Finish 'Lover' on Spotify and the 'streaming' service takes you to Carly Rae Jepsen's latest album. At a time when you intend to intellectualize everything that pop stars do, these small details give the most clues. Taylor Swift has just released his latest album and the music industry and critics and fans applaud: 'Lover' is a return to that recent past in which there was not yet this blackened layer, like soot, covering everything. At the time of '1989' (2014), when Taylor became the queen of pop after having been the 'little heart' of the US in the 'country' version.

If '1989' made her a superstar, 'Reputation' (2017) showed the consequences. Taylor wanted to go bad, she was pissed off and cynical . It went wrong. Now he knocks on the door, knock, with a handful of sticky songs like gum in his hair, although lost in a record like a sugar-free day.

Starting at least pop, 'Lover' looks back on songs like 'Soon you'll get better', a country ballad with the Dixie Chicks about her mother's cancer. Also the theme that gives the title to the album, a song that surpasses the Springsteen inspired by a trip from the center of the US to the margins of global music. There is also 'The archer', an epic 'crescendo' that never reaches the final high and, however, does not leave you with frustration. At the end, another surprise: 'It's nice to have a friend', a perfect combination of four sound materials without falling into the minimalist.
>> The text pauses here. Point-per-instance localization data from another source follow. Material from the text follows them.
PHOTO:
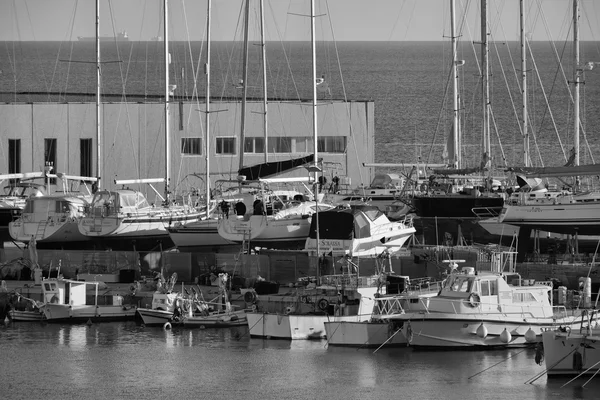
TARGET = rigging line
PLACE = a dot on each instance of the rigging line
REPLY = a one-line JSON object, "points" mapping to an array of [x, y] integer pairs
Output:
{"points": [[123, 92], [345, 95]]}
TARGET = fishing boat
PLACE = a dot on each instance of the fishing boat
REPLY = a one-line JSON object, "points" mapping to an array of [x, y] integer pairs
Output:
{"points": [[410, 295], [67, 300], [357, 230], [277, 219], [488, 309], [572, 351], [52, 219], [124, 218], [12, 201]]}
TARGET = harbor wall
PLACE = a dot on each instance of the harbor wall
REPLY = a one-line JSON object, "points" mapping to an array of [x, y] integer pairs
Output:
{"points": [[133, 138]]}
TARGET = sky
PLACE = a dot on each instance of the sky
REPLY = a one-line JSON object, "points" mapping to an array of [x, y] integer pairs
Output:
{"points": [[339, 20]]}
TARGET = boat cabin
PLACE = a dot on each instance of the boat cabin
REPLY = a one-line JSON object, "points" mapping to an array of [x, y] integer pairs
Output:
{"points": [[467, 292]]}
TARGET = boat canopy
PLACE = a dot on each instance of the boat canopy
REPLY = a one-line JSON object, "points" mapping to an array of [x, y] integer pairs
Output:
{"points": [[345, 223], [267, 169]]}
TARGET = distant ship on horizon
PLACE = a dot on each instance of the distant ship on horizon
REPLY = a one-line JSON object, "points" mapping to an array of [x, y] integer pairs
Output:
{"points": [[121, 37]]}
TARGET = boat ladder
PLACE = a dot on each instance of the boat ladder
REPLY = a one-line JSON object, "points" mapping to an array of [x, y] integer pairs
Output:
{"points": [[246, 242], [41, 230]]}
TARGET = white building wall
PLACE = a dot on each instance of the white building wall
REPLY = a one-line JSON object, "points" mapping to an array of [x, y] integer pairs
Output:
{"points": [[133, 137]]}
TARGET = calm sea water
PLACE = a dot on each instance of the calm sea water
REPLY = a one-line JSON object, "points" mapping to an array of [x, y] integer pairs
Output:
{"points": [[408, 81], [126, 360]]}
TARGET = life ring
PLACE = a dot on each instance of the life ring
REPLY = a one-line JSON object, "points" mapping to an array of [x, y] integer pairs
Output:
{"points": [[250, 296], [474, 300], [185, 306], [323, 304]]}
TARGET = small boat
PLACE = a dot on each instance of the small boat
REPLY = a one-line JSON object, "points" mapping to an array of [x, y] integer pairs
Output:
{"points": [[570, 351], [25, 309], [67, 300], [358, 230], [171, 308], [284, 224], [488, 309], [123, 218], [12, 201], [378, 330]]}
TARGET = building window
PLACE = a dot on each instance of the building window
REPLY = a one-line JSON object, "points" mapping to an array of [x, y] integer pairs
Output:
{"points": [[50, 157], [85, 157], [191, 146], [280, 145], [254, 145], [304, 145], [225, 145], [332, 144], [14, 156]]}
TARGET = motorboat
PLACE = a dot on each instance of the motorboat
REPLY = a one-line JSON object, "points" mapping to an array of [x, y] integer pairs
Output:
{"points": [[413, 295], [488, 309], [572, 351], [358, 230], [282, 223], [67, 300]]}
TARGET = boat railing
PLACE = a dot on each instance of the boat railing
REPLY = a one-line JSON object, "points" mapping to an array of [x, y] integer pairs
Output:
{"points": [[349, 280], [469, 306], [388, 306], [486, 212]]}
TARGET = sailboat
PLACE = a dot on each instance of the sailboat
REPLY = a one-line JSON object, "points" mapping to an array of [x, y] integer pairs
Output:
{"points": [[451, 194], [12, 201], [124, 218], [573, 212]]}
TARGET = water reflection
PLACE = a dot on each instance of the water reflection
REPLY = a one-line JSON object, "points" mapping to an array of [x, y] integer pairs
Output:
{"points": [[128, 360]]}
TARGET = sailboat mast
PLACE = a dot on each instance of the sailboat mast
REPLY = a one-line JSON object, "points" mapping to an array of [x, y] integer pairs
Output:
{"points": [[167, 132], [576, 81], [315, 135], [264, 61], [485, 83], [99, 166], [524, 85], [207, 139], [244, 86], [455, 120]]}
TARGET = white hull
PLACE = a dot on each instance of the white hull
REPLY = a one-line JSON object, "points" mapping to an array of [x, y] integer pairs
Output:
{"points": [[478, 330], [197, 234], [152, 317], [362, 334], [83, 313], [494, 227], [46, 232], [18, 315], [570, 353], [130, 227], [217, 320], [394, 239], [555, 217]]}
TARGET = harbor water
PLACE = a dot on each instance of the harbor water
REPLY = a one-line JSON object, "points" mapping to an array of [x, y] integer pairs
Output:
{"points": [[129, 361]]}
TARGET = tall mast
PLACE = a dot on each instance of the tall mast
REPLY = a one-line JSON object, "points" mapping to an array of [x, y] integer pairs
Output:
{"points": [[99, 167], [524, 86], [244, 86], [315, 135], [455, 120], [167, 133], [576, 81], [264, 60], [207, 139], [485, 79]]}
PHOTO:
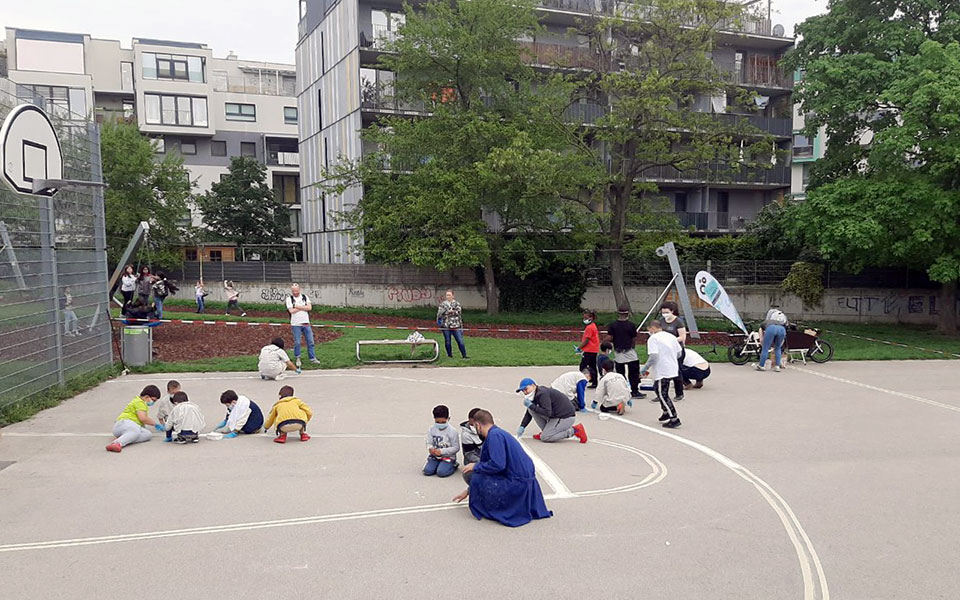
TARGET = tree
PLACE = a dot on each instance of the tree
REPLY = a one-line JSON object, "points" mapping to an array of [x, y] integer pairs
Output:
{"points": [[653, 63], [883, 79], [242, 208], [444, 191], [140, 188]]}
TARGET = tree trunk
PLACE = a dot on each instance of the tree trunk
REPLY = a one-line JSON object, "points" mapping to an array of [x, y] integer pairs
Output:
{"points": [[490, 283], [947, 323]]}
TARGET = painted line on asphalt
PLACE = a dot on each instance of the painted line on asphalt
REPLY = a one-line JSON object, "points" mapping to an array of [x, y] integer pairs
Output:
{"points": [[879, 389], [813, 589]]}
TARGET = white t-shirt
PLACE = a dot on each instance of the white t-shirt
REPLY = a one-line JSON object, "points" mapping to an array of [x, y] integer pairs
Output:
{"points": [[667, 349], [128, 283], [692, 359], [273, 361], [300, 317]]}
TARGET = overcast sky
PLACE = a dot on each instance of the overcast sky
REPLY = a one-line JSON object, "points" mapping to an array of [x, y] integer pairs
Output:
{"points": [[254, 29]]}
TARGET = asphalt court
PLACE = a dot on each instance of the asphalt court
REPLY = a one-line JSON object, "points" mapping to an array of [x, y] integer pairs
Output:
{"points": [[827, 480]]}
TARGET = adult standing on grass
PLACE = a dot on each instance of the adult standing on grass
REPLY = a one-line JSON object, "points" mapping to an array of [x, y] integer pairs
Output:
{"points": [[299, 307], [450, 320], [503, 485]]}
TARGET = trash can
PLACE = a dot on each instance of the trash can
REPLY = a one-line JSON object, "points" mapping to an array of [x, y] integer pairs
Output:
{"points": [[137, 345]]}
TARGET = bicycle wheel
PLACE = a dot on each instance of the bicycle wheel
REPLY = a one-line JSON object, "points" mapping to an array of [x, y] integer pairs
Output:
{"points": [[736, 355], [821, 352]]}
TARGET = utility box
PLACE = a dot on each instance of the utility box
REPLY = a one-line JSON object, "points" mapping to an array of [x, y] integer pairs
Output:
{"points": [[137, 345]]}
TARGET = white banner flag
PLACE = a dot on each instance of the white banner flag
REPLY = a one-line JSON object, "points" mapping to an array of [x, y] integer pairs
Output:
{"points": [[711, 292]]}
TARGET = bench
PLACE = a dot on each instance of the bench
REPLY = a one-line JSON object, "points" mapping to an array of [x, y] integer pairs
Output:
{"points": [[436, 350]]}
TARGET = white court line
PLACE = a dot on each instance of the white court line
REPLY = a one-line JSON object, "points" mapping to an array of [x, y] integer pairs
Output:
{"points": [[879, 389], [806, 554]]}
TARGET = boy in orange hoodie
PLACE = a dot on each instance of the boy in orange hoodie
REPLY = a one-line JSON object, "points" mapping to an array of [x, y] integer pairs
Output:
{"points": [[290, 414]]}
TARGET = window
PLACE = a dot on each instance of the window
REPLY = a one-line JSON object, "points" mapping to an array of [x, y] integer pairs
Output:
{"points": [[126, 76], [173, 66], [218, 148], [241, 112], [175, 110]]}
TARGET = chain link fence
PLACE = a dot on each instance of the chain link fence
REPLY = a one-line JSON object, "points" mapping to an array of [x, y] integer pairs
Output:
{"points": [[54, 320]]}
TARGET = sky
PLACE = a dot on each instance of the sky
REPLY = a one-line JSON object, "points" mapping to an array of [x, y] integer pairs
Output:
{"points": [[263, 30]]}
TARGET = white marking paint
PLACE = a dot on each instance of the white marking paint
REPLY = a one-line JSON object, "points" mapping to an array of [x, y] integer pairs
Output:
{"points": [[655, 477], [879, 389]]}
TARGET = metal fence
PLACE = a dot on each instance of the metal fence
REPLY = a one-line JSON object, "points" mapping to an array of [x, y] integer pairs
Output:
{"points": [[53, 249]]}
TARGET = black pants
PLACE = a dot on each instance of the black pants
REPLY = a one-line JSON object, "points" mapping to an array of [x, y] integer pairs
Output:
{"points": [[665, 402], [589, 362], [634, 368]]}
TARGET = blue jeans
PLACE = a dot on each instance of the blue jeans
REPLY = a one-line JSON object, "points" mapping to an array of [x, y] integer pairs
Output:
{"points": [[440, 468], [307, 332], [458, 334], [774, 334]]}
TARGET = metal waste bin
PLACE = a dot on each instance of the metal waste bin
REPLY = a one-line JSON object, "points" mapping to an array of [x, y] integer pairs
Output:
{"points": [[137, 345]]}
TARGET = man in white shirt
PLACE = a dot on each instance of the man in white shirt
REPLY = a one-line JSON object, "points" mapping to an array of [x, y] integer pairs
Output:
{"points": [[663, 354], [274, 360], [298, 305]]}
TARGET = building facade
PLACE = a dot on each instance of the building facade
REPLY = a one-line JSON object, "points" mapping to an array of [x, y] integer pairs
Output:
{"points": [[340, 41], [205, 109]]}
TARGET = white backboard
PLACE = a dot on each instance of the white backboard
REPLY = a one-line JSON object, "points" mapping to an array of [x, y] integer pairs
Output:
{"points": [[29, 149]]}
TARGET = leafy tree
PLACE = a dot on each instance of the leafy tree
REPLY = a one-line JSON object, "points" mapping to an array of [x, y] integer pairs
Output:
{"points": [[653, 63], [140, 188], [242, 208], [443, 191], [883, 78]]}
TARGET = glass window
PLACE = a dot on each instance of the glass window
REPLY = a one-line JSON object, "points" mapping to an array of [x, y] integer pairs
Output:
{"points": [[149, 64], [126, 76], [200, 112], [195, 68], [168, 110], [152, 107], [241, 112]]}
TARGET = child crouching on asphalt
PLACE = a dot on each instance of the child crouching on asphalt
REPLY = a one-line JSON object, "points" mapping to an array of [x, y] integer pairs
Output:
{"points": [[613, 391], [290, 414], [443, 444], [185, 421], [131, 426]]}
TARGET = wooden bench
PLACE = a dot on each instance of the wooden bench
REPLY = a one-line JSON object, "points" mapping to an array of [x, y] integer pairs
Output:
{"points": [[436, 350]]}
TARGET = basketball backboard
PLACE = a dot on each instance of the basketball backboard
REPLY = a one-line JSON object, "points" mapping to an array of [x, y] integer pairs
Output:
{"points": [[30, 151]]}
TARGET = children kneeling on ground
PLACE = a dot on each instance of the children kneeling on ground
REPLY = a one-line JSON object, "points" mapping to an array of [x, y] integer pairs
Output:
{"points": [[613, 392], [443, 444], [290, 414]]}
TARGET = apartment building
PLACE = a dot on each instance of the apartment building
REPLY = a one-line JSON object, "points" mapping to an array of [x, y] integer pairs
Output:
{"points": [[204, 108], [340, 94]]}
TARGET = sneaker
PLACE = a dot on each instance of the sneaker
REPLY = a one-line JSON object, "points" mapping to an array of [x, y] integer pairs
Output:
{"points": [[580, 432]]}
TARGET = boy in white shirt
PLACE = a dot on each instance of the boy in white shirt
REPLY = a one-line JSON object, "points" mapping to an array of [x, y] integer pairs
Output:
{"points": [[613, 391], [663, 354]]}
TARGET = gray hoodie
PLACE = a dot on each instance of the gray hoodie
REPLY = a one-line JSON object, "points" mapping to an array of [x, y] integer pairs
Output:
{"points": [[447, 440]]}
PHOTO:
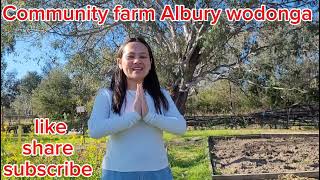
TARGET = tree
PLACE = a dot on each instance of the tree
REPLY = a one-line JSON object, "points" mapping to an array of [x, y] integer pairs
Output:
{"points": [[186, 52], [53, 95], [28, 83]]}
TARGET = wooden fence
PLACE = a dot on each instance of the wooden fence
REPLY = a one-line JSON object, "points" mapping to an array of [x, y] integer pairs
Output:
{"points": [[284, 118]]}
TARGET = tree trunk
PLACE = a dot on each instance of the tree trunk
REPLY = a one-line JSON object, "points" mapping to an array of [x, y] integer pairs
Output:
{"points": [[180, 99], [180, 94]]}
On the other end are children's candies: the advance singles 'ME!' and 'You need to calm down' (and his 'twin sister', 'I forgot that you existed', with which the album opens), more of colorines the first and more of disco at 'baby' the second, where Taylor claims herself leaving some reflection on the dirty and ugly world behind the smiles and the 'stories'. In the middle, a bunch of songs that end up becoming a ball , with some exceptions: 'Cruel summer', composed with St. Vincent and guitarist Jack Antonoff (Fun), Swift's right hand in this project; or 'Cornelia Street' and 'Death by a thousand cuts'.

Taylor looks at herself and also looks at the rest of the pretty pop songwriters of the time ( Carly, Ariana Grande, Katey Musgraves ) to reappropriate (with a smile, of course) the pop throne.